Other differences from the comparison of the final classification and original heat map arose from examples that showed no differential effects in the heat map, but kinases were ultimately assigned to group 1 or 2. This included CDK7, MELK, MST2, MYO3B, and PKD2. These were missed in the original data because the differential effects were seen only on titration of virus and through following the time course of shRNA effects.

In conclusion, we were not able to discern 7 of identified 15 kinases as differentially required based on our original data sets, but on closer examination the patterns were teased out in a careful stepwise fashion using titration and time course experiments. In simple terms, primary screens done with single viral concentrations and at one time point may be too crude to find the correct time and titration at which to identify a comprehensive list of kinases important for cell proliferation or survival.

Identifying Promising Candidates for Drug Targets.

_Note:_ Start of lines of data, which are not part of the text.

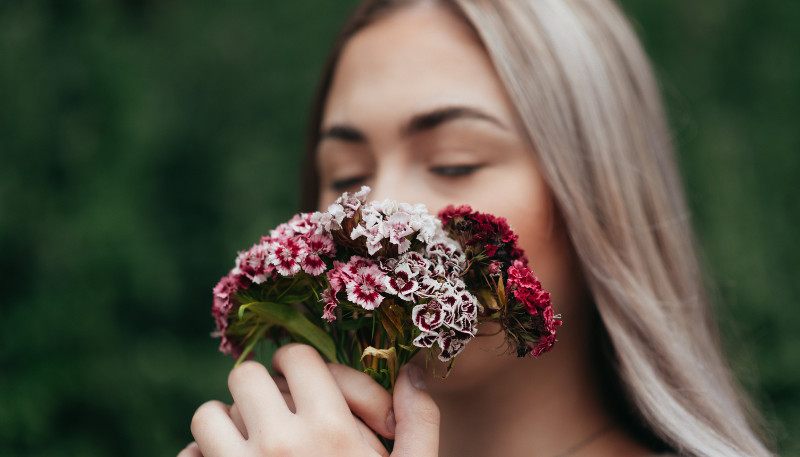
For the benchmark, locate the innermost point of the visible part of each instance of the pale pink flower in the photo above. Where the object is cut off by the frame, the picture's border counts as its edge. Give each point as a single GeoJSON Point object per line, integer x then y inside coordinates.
{"type": "Point", "coordinates": [288, 255]}
{"type": "Point", "coordinates": [402, 283]}
{"type": "Point", "coordinates": [329, 308]}
{"type": "Point", "coordinates": [318, 245]}
{"type": "Point", "coordinates": [428, 316]}
{"type": "Point", "coordinates": [365, 287]}
{"type": "Point", "coordinates": [398, 227]}
{"type": "Point", "coordinates": [451, 344]}
{"type": "Point", "coordinates": [426, 339]}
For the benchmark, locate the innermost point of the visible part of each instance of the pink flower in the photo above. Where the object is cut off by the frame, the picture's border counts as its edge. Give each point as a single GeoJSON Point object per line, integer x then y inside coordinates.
{"type": "Point", "coordinates": [329, 309]}
{"type": "Point", "coordinates": [527, 289]}
{"type": "Point", "coordinates": [253, 265]}
{"type": "Point", "coordinates": [336, 278]}
{"type": "Point", "coordinates": [289, 253]}
{"type": "Point", "coordinates": [402, 283]}
{"type": "Point", "coordinates": [223, 291]}
{"type": "Point", "coordinates": [428, 316]}
{"type": "Point", "coordinates": [425, 339]}
{"type": "Point", "coordinates": [398, 227]}
{"type": "Point", "coordinates": [365, 286]}
{"type": "Point", "coordinates": [544, 345]}
{"type": "Point", "coordinates": [318, 245]}
{"type": "Point", "coordinates": [451, 344]}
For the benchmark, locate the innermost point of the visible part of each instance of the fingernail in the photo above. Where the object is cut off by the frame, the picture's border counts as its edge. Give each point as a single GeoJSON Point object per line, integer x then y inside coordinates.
{"type": "Point", "coordinates": [391, 423]}
{"type": "Point", "coordinates": [415, 375]}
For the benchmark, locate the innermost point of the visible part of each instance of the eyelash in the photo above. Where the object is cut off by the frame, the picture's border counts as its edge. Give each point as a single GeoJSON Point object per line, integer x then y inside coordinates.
{"type": "Point", "coordinates": [344, 184]}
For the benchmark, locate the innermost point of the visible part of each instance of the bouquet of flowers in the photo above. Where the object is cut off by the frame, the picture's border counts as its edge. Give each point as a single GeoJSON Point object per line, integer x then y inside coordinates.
{"type": "Point", "coordinates": [371, 284]}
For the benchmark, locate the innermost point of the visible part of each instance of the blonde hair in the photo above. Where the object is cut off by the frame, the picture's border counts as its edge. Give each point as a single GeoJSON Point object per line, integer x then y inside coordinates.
{"type": "Point", "coordinates": [584, 91]}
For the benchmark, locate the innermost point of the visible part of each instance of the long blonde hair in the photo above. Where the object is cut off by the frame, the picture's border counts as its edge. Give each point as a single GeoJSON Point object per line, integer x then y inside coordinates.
{"type": "Point", "coordinates": [585, 93]}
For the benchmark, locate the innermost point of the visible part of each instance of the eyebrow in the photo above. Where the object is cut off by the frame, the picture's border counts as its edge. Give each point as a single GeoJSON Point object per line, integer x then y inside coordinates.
{"type": "Point", "coordinates": [419, 123]}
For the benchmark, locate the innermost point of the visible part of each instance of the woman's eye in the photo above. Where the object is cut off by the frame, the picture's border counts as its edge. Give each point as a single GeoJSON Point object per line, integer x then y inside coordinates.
{"type": "Point", "coordinates": [344, 184]}
{"type": "Point", "coordinates": [455, 170]}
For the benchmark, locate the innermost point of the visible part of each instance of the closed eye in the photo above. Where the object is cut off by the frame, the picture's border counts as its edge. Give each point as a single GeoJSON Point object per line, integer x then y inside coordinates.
{"type": "Point", "coordinates": [454, 170]}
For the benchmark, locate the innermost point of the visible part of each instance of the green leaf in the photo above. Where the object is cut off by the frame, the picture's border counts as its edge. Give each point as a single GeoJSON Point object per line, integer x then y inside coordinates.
{"type": "Point", "coordinates": [296, 324]}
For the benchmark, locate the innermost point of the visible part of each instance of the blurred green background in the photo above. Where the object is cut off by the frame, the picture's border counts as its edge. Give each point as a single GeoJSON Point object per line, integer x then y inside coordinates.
{"type": "Point", "coordinates": [143, 142]}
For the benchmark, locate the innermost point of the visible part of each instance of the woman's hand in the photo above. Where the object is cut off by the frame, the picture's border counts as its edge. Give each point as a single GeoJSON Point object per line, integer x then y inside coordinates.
{"type": "Point", "coordinates": [309, 409]}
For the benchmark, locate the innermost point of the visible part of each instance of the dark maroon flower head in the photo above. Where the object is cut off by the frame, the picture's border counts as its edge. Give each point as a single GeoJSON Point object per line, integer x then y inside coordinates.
{"type": "Point", "coordinates": [488, 233]}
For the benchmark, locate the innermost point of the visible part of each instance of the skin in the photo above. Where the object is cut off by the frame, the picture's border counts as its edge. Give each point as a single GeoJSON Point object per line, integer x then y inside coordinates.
{"type": "Point", "coordinates": [417, 112]}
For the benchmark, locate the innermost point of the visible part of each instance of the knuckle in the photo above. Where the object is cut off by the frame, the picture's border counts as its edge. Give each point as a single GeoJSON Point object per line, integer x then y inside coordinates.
{"type": "Point", "coordinates": [202, 413]}
{"type": "Point", "coordinates": [427, 412]}
{"type": "Point", "coordinates": [292, 351]}
{"type": "Point", "coordinates": [243, 371]}
{"type": "Point", "coordinates": [285, 445]}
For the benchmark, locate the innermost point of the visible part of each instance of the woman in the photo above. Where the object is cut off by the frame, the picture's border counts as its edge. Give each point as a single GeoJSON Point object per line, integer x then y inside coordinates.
{"type": "Point", "coordinates": [544, 112]}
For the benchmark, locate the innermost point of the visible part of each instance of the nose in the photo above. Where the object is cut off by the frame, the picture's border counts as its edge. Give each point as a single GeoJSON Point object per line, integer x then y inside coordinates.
{"type": "Point", "coordinates": [403, 184]}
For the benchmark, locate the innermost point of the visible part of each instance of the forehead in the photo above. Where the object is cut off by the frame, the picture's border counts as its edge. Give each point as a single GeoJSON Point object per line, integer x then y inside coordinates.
{"type": "Point", "coordinates": [413, 60]}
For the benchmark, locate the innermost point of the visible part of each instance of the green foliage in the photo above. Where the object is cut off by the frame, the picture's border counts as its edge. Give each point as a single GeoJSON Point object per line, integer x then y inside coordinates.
{"type": "Point", "coordinates": [143, 142]}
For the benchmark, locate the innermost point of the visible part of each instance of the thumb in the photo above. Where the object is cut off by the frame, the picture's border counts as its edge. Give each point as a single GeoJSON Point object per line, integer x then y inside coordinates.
{"type": "Point", "coordinates": [417, 432]}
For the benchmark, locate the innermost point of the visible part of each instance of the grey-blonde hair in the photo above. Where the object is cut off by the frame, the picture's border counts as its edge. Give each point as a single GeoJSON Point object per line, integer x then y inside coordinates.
{"type": "Point", "coordinates": [587, 99]}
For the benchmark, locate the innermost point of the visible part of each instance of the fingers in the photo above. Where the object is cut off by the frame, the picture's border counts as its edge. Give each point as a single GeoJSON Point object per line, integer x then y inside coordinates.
{"type": "Point", "coordinates": [417, 416]}
{"type": "Point", "coordinates": [192, 450]}
{"type": "Point", "coordinates": [214, 431]}
{"type": "Point", "coordinates": [256, 396]}
{"type": "Point", "coordinates": [371, 438]}
{"type": "Point", "coordinates": [365, 398]}
{"type": "Point", "coordinates": [313, 388]}
{"type": "Point", "coordinates": [236, 416]}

Although it is not known how well shRNA knockdowns will predict the effectiveness of an eventual small molecule inhibitor, the identification of kinases whose loss leads to selective inhibition of cell proliferation or viability of tumor cells provides a reasonable method to identify interesting candidates for consideration in drug development. Among the kinases that were studied in detail in our studies, several have characteristics that make them promising candidates for cancer chemotherapeutic studies. These characteristics include strong lethal phenotypes and preferential killing of one cell type over the other. The essential nature of these kinases coupled with their infrequent mutation in cancer cells raises an interesting feature of RNAi screening. Unlike straight mutant hunts for proteins whose alterations drive cancer development, RNAi screens provide an unbiased approach to identify all essential proteins, including both the mutated cancer genes themselves and those that become essential only after the action of other cancer mutations. One can imagine the identification of proteins, in our case kinases, that become essential only after cells suffer cancer mutations. Although one can't know how powerful a target class such proteins would be, the possibility of finding a large number of such proteins and finding them in a rapid and reliable manner should be a powerful approach.

Materials and Methods

Tissue Culture.

Human cervical cancer cell lines HeLa, CaSki, SiHa, and C33A were a gift from the lab of Dr. Karl Munger. Human renal cancer cell lines 786-O, ACHN, A498, and RCC4 were a gift from the lab of Dr. William Kaelin. All cell lines were cultured in DMEM supplemented with 100 units/ml penicillin, 100 μg/ml streptomycin, 4 mM L-glutamine, and 10% FBS at 37°C, with humidified atmosphere and 5% CO₂.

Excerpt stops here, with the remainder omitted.